Por isto, do meu ponto de vista, apesar da violência desta crise financeira, e dos seus efeitos em cadeia sobre a economia mundial, tampouco haverá uma "sucessão chinesa" na liderança política e militar do sistema mundial. Pelo contrário, do ponto de vista estritamente econômico, o mais provável é que ocorra um aprofundamento da fusão financeira em curso desde a década de 90 entre a China e os Estados Unidos, e esta integração será decisiva para a superação futura da crise econômica. A crise atual começou na forma de um tufão, mas deverá se prolongar na forma de uma "epidemia darwinista", que irá liquidando os mais fracos, por níveis sucessivos, nacionais e internacionais, e aprofundará a corrida imperialista que começou nos anos 90. Na hora da volta do Sol poucos estarão na praia, mas com certeza os EUA ainda estarão na frente deste grupo seleto. E quase todos os países que estavam ascendendo nas duas últimas décadas e desafiando a ordem internacional estabelecida serão "recolocados no seu lugar". Neste período haverá resistência e haverá conflitos sociais agudos, e se a crise se prolongar deverão se multiplicar as rebeliões sociais e as guerras civis nas zonas de fratura do sistema mundial, e é provável que algumas destas rebeliões voltem a se colocar objetivos socialistas. Mas do nosso ponto de vista, não haverá uma mudança de "modo de produção" em escala mundial, nem tampouco ocorrerá uma "superação hegeliana" do sistema inter-estatal capitalista.

 

José Luís Fiori é cientista político.

 

Originalmente publicado na Rede Adital – http://www.adital.com.br/

 

Notas:

 

[1] Minsky, P.H.(1975) The Modeling of Financial Instability: An introduction", 1974, Modelling and Simulation.
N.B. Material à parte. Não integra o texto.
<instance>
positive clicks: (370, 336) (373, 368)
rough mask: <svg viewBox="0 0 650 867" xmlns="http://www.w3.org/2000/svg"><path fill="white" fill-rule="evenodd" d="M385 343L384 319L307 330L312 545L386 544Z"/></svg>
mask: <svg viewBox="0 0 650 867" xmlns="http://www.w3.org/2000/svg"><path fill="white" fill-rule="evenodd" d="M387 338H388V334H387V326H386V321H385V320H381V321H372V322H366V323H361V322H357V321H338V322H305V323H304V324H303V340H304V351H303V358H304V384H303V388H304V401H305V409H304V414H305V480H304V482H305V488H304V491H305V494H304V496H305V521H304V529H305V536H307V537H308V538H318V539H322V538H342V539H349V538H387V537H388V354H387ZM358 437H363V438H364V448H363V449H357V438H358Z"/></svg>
John Maynard Keynes, 1975, e "The Financial Instability Hypothesis: A restatement", 1978, Thames Papers on Political Economy.

 

[2] Wade, R. (2008), "A new global financial architeture", in New Left, n53, set/out

 

[3] Ferrari, F. e Paula, L.F. (2008), Dossiê da Crise, Associação Keynesiana Brasileira, UFRGS

 

[4] Oliveira, F. (2009), "Vargas redefiniu o país na crise de 30", in www.cartamaior.com.br, 6/01/2009

 

[5] Brenner, R. (2008)"O princípio de uma crise devastadora", in , in Against the Current, fev 2008

 

[6] Tavares, M.C. (2008), "Entupiu o sistema circulatório do sistema do capitalismo", in www.cartamaior.com.br 13/11/2008 e Belluzzo,L.G. (2008) "Cortar gasto publico?", www.cartamaior.com.br. 13/11/2008

 

[7] Amin, S. (2008). "There is no alternative to socialism", in Indian’s National Magazine, vol 25, issue 26, de 20/12/2008 e Meszaros, I.(2009) "A maior crise na história humana", in www.cartamaior.com.br, 07/02/2009

 

[8] Wallerstein, I. (2008) "Depressão, uma visão de longa duração", in www.cartamaior.com.br, 13/11/2008

 

[9] Arrighi, G. (2008) "A hegemonia em cheque", in www.cartamaior.com.br, 19/06/2008

 

[10] Este argumento está desenvolvido em J.L.Fiori "O Poder Global e a Nova Geopolítica das Nações", Editora Boitempo, São Paulo, 2007, e no artigo "O sistema interestatal capitalista, no início do Século XXI", in J.L.Fiori, C.Medeiros e F.Serrano, "O Mito do Colapso do Poder Americano", Editora Record, Rio de Janeiro 2008.

 

[11] Serrano, F. (2008) "A economia Americana, o padrão "dólar-flexível" e a expansão mundial nos anos 2000", in J.L Fiori, F. Serrano e C. Medeiros, O MITO DO COLAPSO DO PODER AMERICANO,Editora Record, Rio de Janeiro.